Adding Recipient Features to the ML Model Improves Performance:

[00229] In study #3 it was demonstrated that the donor-only model (InsighTx) can be further refined by adding recipient features. This allows for predictions to be personalized to a given recipient’s physiological conditions. Accordingly, the InsighTx model can include at least one Recipient feature which may include, but are not limited to, one or more recipient physiological features and/or one or more recipient status features, for example. For instance, recipient features may include recipient age, recipient sex, recipient BMI, recipient status at assessment, listing and transplant admission and/or recipient indication.

Methods:

[00230] A random forest model was used to evaluate the addition of recipient physiological features (age, sex, body mass index (BMI), recipient status feature, and indication for transplant) to the outcome probabilities of the overall InsighTx model. The recipient status are categorical values that represent the severity of recipients’ conditions and the urgency of transplant. These include: the recipient status at assessment, the recipient status at listing, and the recipient status at transplant admission. Values for recipient status features were recorded at assessment, listing, and transplant admission according to standard procedures at Toronto General Hospital (University Health Network, Toronto, ON). All EVLP cases that resulted in bilateral transplantation (n=368) were included, and five-fold cross validation was performed. Table 19 lists the summary statistics for recipient features used in this analysis.

Results:

Summary.

[00231] The analysis included investigating whether the inclusion of certain recipient features increased the performance of the overall InsighTx model and the prediction of posttransplant time to extubation. To do this a sequential modeling approach was used where the results from the overall InsighTx model were combined with recipient age, recipient sex, recipient BMI, recipient status, and indication for transplant to generate a secondary, updated probability of post-transplant outcome. In other words, the sequential model takes the output probabilities of the InsighTx model (using features described herein from the donor only) and the recipient features as input variables to provide an updated probability prediction on post-transplant outcomes. As might be expected, the addition of at least one recipient feature increased the AUROC for the overall InsighTx model to discriminate which EVLP cases would result in short or prolonged time to extubation in transplant patients (Table 18). A significant increase of 10% in the AUROC was observed compared to a recipient-only model and a similar trend of +6% in AUROC was observed versus the InsighTx model alone (Table 18).

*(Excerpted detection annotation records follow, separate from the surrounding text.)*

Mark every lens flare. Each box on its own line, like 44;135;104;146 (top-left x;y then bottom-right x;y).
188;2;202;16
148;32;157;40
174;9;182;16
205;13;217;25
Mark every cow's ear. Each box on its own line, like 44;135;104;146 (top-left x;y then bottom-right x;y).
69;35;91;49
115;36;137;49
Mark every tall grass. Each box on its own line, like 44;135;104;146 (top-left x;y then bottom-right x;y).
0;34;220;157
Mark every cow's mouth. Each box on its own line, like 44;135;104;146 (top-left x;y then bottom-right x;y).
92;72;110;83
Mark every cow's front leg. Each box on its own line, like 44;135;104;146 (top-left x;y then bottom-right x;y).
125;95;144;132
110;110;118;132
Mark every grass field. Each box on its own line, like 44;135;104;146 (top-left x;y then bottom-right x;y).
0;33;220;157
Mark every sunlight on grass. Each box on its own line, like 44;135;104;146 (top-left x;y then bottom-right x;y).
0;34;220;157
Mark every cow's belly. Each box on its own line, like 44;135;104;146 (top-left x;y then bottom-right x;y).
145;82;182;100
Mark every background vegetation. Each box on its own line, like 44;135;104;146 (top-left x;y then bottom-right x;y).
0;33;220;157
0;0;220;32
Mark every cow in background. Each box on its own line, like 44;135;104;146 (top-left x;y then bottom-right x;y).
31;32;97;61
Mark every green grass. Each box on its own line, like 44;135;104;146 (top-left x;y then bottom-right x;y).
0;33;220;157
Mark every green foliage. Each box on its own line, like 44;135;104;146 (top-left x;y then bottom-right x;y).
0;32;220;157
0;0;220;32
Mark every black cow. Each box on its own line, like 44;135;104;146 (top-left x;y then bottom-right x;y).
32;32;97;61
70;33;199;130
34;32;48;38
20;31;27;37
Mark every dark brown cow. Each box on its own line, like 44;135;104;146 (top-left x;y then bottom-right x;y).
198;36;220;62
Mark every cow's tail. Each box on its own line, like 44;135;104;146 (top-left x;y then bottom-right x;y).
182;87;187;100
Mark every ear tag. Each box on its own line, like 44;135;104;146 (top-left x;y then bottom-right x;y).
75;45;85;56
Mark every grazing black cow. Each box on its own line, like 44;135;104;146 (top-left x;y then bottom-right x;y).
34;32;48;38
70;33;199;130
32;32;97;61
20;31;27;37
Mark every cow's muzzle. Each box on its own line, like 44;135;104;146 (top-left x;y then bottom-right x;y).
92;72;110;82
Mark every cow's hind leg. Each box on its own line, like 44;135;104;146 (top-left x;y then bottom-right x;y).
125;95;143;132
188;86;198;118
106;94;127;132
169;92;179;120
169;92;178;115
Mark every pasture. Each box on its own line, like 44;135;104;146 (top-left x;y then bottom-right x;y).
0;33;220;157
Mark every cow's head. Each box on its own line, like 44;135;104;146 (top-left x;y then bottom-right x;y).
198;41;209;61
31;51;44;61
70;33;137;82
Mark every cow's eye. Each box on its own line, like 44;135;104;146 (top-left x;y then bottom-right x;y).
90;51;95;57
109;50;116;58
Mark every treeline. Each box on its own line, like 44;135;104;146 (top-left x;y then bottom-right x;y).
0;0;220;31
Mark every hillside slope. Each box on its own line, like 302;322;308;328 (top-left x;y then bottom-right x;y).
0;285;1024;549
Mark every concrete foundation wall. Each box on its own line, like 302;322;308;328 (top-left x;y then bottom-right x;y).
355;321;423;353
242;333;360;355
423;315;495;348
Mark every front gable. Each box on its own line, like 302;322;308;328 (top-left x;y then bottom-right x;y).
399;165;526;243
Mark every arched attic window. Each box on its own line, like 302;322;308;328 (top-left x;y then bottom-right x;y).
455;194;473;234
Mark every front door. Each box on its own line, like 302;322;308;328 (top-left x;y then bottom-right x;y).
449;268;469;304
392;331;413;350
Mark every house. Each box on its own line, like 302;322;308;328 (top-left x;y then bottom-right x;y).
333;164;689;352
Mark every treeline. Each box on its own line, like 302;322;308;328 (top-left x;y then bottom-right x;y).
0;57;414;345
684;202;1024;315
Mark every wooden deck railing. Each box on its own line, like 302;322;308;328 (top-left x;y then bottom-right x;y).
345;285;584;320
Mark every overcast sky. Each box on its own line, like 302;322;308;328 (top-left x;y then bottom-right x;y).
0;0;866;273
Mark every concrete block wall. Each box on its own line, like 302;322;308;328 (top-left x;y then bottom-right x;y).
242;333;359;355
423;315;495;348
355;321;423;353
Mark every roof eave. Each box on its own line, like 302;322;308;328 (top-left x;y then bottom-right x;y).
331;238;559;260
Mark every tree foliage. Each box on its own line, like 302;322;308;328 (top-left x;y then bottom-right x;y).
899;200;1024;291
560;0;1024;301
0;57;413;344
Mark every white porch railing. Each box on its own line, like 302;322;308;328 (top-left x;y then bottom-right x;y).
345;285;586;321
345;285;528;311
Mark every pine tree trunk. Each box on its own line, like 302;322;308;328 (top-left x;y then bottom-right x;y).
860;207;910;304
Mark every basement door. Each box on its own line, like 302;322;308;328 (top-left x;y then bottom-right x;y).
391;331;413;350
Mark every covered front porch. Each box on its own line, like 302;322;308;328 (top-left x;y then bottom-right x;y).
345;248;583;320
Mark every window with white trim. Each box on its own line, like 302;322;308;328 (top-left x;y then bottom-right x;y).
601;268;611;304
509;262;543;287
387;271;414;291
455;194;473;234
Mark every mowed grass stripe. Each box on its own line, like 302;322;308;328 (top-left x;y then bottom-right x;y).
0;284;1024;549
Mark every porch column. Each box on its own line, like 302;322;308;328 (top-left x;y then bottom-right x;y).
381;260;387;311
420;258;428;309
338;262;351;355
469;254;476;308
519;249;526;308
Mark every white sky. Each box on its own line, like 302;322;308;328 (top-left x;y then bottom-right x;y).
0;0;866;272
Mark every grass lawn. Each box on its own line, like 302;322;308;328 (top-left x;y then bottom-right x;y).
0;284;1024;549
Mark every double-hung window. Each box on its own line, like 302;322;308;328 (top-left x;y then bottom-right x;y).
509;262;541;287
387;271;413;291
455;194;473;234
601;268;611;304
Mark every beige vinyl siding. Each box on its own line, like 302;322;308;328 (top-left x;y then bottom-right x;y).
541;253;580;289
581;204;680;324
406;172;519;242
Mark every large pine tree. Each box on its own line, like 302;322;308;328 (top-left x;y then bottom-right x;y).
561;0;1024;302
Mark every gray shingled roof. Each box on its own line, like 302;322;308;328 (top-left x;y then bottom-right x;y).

Table 18: Performance (AUROC) of donor and/or recipient models that predict time to extubation in transplanted patients

Model AUROC (SD) InsighTx + Recipient Features 79 (4)

InsighTx 73 (8)

Recipient Features Only 69 (6) p-value ¹ 0.17 p-value ² 0.01

Legend: 1 : p-value for “InsighTx + Recipient Features” vs. “InsighTx”; 2: p-value for “InsighTx + Recipient Features” vs. “Recipient Features”; AUROC=area under receiver operating characteristic curve (%); SD=standard deviation. Table 19: Transplant patient characteristics for InsighTx with recipient features model

Number of Cases 368

Mean Age (SD) - Years 55 (14)

Sex (%)

Female 135 (37%)

Male 233 (63%)

Mean BMI (SD) 24 (5)

Status at Assessment (%)

1 197 (53%)

2 131 (36%)

3 40 (11%)

Status at Listing (%)

1 197 (53%)

2 130 (36%)

3 41 (11%)

Status at Admission (%)

1 116 (32%)

2 139 (37%)

3 113 (31%)

Indication for Transplant (%)

PF/ILD/UIP/NSIP 161 (44%) Emphysema/COPD 131 (36%)

Cystic Fibrosis 43 (12%)

Primary pulmonary

15 (4%) hypertension

Retransplant 16 (4%)

Other 2 (<1%)

Legend: SD=standard deviation; BMI=body mass index; PF=pulmonary fibrosis; ILD=interstitial lung disease; UIP=usual interstitial pneumonia; NSIP=nonspecific interstitial pneumonia; COPD=chronic obstructive pulmonary disease.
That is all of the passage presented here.